Our review has some limitations. We limited our key-word search strategy to two commonly used databases—Ovid Medline and PsycInfo—and only included articles in English, due to logistical limitations. We also limited the review to defining diagnostic uncertainty for the purpose of measurement in medical practice. As a result, we might have missed articles in which alternative means or methods were used to describe diagnostic uncertainty. However, we used a broad primary search strategy along with secondary search strategies to help capture key decision-making literature. We were also limited in our ability to assess the quality of each study. As with other reviews, the possibility of selective reporting and publication bias cannot be excluded.

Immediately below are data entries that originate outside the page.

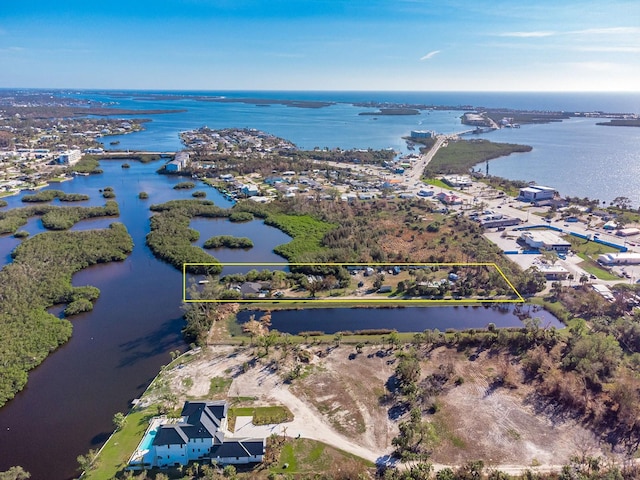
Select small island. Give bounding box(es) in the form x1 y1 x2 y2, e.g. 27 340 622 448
204 235 253 248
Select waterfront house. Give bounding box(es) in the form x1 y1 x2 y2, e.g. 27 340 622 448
164 152 189 172
127 401 266 470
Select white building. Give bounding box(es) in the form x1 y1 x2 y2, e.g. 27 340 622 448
442 175 473 188
164 152 189 172
58 150 82 166
518 185 556 202
598 252 640 265
127 401 266 470
536 265 569 280
411 130 433 138
520 230 571 252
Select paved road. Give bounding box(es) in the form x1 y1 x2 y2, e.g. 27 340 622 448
405 135 447 184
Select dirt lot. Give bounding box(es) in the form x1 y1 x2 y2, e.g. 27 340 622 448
155 345 600 472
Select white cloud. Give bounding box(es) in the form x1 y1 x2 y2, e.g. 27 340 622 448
267 52 305 58
567 27 640 35
0 47 25 53
420 50 440 62
573 45 640 53
568 62 625 72
498 31 557 38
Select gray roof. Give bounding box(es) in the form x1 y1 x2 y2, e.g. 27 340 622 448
240 282 262 295
211 438 266 458
153 401 228 445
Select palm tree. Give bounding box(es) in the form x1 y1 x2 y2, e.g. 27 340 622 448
580 274 589 288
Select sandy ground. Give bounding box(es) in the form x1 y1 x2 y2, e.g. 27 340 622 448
159 346 601 473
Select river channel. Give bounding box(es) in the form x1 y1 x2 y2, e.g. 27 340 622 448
0 161 557 480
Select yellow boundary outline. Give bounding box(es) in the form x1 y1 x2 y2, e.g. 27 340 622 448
182 262 525 305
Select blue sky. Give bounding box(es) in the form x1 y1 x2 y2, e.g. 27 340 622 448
0 0 640 91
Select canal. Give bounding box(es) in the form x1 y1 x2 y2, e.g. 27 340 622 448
0 161 559 480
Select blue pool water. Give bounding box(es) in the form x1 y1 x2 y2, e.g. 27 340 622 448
138 428 158 451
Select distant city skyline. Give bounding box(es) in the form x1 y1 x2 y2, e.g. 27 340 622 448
0 0 640 92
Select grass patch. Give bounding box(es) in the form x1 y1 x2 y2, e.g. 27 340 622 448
425 139 531 177
209 377 233 397
422 178 451 190
83 408 155 480
227 405 293 431
270 438 374 478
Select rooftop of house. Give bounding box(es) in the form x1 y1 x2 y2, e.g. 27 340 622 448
153 401 228 445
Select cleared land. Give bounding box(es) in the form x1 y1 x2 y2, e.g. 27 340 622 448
149 345 600 472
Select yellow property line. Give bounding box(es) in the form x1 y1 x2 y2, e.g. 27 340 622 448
182 262 525 305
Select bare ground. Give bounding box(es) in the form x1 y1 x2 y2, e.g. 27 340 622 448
154 346 602 473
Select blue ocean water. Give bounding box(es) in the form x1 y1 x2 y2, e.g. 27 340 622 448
74 91 640 207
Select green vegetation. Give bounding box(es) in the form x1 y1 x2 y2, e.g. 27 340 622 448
270 438 374 480
228 404 293 431
424 140 531 178
82 408 157 480
0 201 120 234
204 235 253 248
173 182 196 190
264 214 336 262
422 178 451 190
147 208 222 275
0 223 133 406
22 190 89 203
71 155 102 173
229 212 253 223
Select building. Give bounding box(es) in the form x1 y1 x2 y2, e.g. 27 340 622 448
164 152 189 172
436 193 462 205
520 230 571 252
57 150 82 166
518 185 556 203
127 401 266 470
616 227 640 237
480 215 522 228
240 184 260 197
411 130 433 138
591 283 615 302
536 265 569 280
598 252 640 265
442 175 473 188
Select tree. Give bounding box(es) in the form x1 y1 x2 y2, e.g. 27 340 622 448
112 412 127 430
76 448 98 472
222 465 238 479
0 466 31 480
373 273 384 290
579 273 589 288
387 330 400 348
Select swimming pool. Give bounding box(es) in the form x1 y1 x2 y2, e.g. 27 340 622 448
138 427 158 451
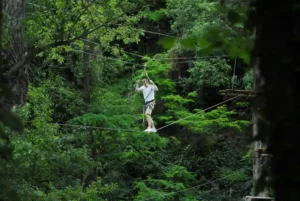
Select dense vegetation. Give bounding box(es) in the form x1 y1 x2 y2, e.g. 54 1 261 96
0 0 253 201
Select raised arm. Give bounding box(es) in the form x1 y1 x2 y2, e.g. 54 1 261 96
150 80 158 91
135 80 142 92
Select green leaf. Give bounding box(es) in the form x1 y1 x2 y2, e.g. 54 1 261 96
158 37 176 49
240 51 250 64
227 10 241 24
228 45 241 58
180 37 196 49
197 38 210 49
0 108 23 132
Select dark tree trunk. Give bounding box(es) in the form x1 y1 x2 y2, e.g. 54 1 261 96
83 31 91 103
253 0 300 201
83 31 97 186
0 0 28 107
0 0 3 70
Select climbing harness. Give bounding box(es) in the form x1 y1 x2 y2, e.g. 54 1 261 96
142 65 155 125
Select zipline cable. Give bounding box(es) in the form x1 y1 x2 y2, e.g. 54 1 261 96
156 95 240 131
80 38 229 60
30 95 240 132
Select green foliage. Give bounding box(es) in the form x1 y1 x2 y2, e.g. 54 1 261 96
243 69 253 90
186 59 230 88
135 166 196 201
0 0 253 201
142 9 167 22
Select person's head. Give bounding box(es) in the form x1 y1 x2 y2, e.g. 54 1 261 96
143 79 149 87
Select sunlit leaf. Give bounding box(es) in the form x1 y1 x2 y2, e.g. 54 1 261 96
158 37 176 49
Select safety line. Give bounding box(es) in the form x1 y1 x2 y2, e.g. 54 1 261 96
49 123 141 132
27 95 240 132
80 38 229 60
156 95 240 131
140 172 239 201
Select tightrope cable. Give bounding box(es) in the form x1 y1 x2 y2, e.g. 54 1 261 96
26 95 240 132
156 95 240 130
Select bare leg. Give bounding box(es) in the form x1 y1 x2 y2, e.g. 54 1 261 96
146 114 153 128
147 115 155 128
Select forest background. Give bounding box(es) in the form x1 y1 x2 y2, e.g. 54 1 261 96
0 0 254 201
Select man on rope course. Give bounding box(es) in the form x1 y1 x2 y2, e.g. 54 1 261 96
135 79 158 132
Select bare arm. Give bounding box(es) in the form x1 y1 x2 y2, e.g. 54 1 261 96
135 80 142 92
150 80 158 91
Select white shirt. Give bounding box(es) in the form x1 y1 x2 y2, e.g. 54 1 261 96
138 84 154 102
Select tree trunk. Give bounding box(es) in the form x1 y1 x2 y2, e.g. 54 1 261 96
83 30 97 186
253 0 300 201
0 0 28 107
0 0 3 70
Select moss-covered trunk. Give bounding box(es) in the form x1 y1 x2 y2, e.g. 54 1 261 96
255 0 300 201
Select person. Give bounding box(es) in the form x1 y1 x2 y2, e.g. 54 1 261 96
135 79 158 132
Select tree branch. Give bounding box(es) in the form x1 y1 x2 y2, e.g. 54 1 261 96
5 24 107 75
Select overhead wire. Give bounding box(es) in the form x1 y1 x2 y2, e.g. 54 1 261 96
80 38 229 60
156 95 240 131
27 95 240 132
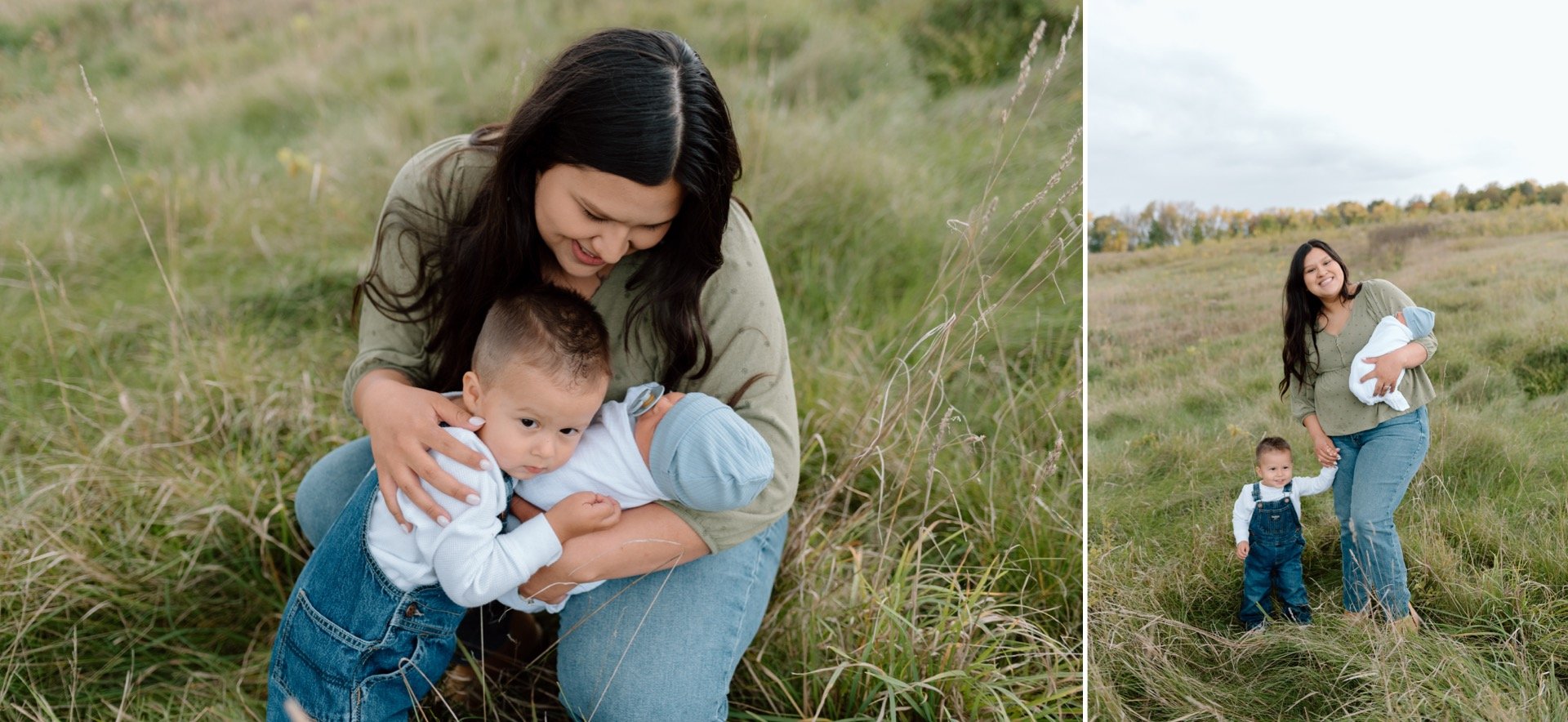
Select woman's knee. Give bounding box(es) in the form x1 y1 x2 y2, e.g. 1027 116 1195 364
295 436 375 545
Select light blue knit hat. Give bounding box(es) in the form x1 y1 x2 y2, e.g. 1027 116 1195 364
648 392 773 511
1401 306 1437 339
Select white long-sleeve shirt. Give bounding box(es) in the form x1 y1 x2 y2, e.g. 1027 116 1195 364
1231 466 1339 543
1350 315 1413 411
365 427 561 608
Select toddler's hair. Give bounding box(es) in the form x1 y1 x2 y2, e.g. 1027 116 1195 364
1253 436 1290 461
472 284 610 388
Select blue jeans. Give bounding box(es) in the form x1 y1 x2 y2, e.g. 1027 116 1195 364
266 464 466 722
295 438 789 720
1333 407 1432 620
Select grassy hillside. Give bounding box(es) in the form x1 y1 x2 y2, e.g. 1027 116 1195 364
1087 215 1568 720
0 0 1082 719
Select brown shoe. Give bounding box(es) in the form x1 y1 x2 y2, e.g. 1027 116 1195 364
1392 608 1421 634
436 656 484 705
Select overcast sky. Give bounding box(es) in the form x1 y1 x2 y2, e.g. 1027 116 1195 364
1084 0 1568 213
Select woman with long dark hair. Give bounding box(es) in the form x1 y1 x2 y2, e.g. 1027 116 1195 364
295 30 800 720
1280 238 1438 630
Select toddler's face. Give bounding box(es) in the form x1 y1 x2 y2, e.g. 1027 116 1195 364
1258 451 1290 488
462 364 610 479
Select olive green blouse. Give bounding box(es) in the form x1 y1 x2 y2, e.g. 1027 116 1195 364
343 135 800 552
1290 278 1438 436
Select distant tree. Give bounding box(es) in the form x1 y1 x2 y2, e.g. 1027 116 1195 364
1088 215 1129 252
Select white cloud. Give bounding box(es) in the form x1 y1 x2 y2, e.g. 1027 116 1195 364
1085 0 1568 212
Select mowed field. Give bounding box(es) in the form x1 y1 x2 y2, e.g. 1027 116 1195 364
0 0 1084 720
1087 213 1568 720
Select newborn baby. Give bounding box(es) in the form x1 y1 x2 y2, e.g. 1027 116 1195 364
501 383 773 612
1350 306 1435 411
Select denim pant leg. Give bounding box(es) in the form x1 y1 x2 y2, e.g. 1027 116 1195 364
1236 545 1275 630
295 436 375 546
557 516 789 722
1331 436 1367 612
1334 408 1430 618
1275 542 1312 625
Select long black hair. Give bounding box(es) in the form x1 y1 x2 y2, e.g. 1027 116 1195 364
356 29 740 390
1280 238 1361 397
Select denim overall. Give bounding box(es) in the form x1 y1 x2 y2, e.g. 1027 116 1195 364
266 471 466 722
1237 482 1312 630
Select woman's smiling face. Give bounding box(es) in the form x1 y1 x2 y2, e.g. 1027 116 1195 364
533 165 680 291
1302 248 1345 301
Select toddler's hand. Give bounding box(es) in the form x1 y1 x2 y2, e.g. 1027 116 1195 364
544 492 621 543
1312 436 1339 466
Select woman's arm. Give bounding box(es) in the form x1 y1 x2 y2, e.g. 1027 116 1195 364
514 504 707 604
354 369 489 531
1302 412 1339 466
343 136 489 529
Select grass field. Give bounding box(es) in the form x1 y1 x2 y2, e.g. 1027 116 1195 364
1087 207 1568 720
0 0 1084 720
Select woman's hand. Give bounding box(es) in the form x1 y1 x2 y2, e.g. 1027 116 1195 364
1302 414 1339 466
1361 353 1405 395
354 369 489 532
1312 436 1339 466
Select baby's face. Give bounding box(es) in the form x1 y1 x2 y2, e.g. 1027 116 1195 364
462 364 610 479
632 391 685 466
1258 451 1292 488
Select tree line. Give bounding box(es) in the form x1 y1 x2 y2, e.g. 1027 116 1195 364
1088 180 1568 252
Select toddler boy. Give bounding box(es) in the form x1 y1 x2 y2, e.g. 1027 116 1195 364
1231 436 1338 631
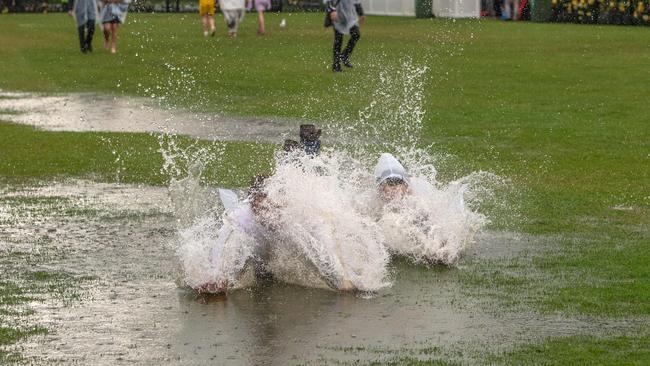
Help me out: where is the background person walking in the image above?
[219,0,246,37]
[101,0,131,53]
[248,0,271,35]
[69,0,97,53]
[325,0,365,72]
[199,0,216,37]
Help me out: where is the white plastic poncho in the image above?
[74,0,97,27]
[100,0,131,23]
[375,153,408,185]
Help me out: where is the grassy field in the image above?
[0,14,650,364]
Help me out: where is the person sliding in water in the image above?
[375,153,411,202]
[194,175,270,293]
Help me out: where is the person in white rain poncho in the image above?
[375,153,409,201]
[70,0,97,53]
[100,0,131,53]
[372,154,483,265]
[187,176,268,293]
[219,0,250,37]
[325,0,365,72]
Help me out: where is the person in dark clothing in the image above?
[326,0,365,72]
[69,0,97,53]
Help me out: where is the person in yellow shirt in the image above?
[199,0,216,37]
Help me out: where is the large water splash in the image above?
[168,59,502,291]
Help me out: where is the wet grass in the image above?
[0,270,93,364]
[0,123,275,187]
[0,14,650,365]
[490,336,650,365]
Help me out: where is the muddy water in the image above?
[0,90,304,143]
[0,180,640,365]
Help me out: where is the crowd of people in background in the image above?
[69,0,365,72]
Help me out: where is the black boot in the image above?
[85,20,95,52]
[77,25,88,53]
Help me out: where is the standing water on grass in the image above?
[170,60,494,292]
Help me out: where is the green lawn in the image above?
[0,14,650,364]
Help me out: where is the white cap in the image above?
[375,153,409,185]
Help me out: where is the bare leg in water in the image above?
[257,10,266,35]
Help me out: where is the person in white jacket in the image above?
[195,175,268,293]
[219,0,247,37]
[375,153,410,201]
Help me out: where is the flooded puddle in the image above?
[0,180,640,365]
[0,90,304,143]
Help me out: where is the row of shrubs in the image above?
[551,0,650,25]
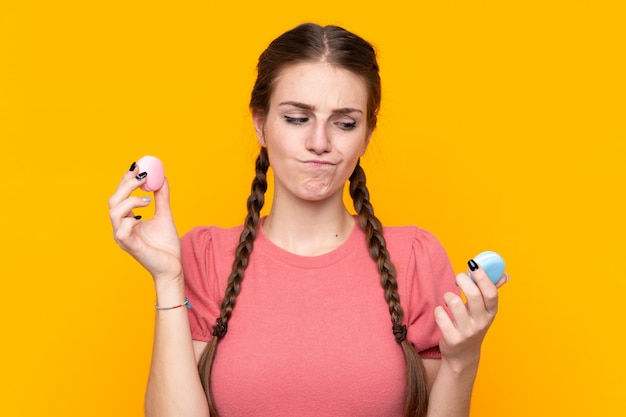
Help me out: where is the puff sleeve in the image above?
[392,228,459,359]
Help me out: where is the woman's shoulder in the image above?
[180,225,243,252]
[384,225,439,245]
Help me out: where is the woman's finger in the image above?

Diagnostic uncertainty, while prevalent, has not been comprehensively evaluated in current literature and medical practice. Although various methods have been used to study diagnostic uncertainty in clinical practice, evidence is limited as to which of these is the most useful or relevant, and no comprehensive measurement framework exists. On the basis of this review, we propose that diagnostic uncertainty be defined as “subjective perception of an inability to provide an accurate explanation of the patient’s health problem.” As next steps, we need to adopt a uniform definition of diagnostic uncertainty and work toward methodological advances in measuring diagnostic uncertainty in medical practice. The scientific foundation created in this review can inform future interventions aimed at improving the management of diagnostic uncertainty, thereby helping to reduce both under-diagnosis and overuse of health care resources.